Et cela concerne au premier chef les deep tech [start-up proposant des produits ou des services sur la base d’innovations de rupture haute] dans le domaine de l’intelligence artificielle (IA), de l’optique-photonique, de l’informatique quantique… car toute entreprise de cette nature qui se crée aujourd’hui sera un géant de l’économie de demain.
Ces structures doivent inventer des protocoles et se connecter à des alliés, c’est juste une question de culture. Encore une fois, l’innovation est une affaire de culture. Avec la culture, on va plus loin qu’avec la seule intelligence.

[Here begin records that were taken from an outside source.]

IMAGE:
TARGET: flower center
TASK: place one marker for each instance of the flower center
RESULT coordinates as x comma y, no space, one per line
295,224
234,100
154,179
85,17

Pour aller plus loin, dans certains secteurs, il serait judicieux d’aller au-delà du partenariat public-industrie. Le trio public-industrie-société serait plus approprié. C’est le cas, entre autres, dans les secteurs liés à la mobilité durable, où la question technologique devient secondaire par rapport à l’innovation sociale : dans ce cas, ce sont les façons de faire qui doivent changer.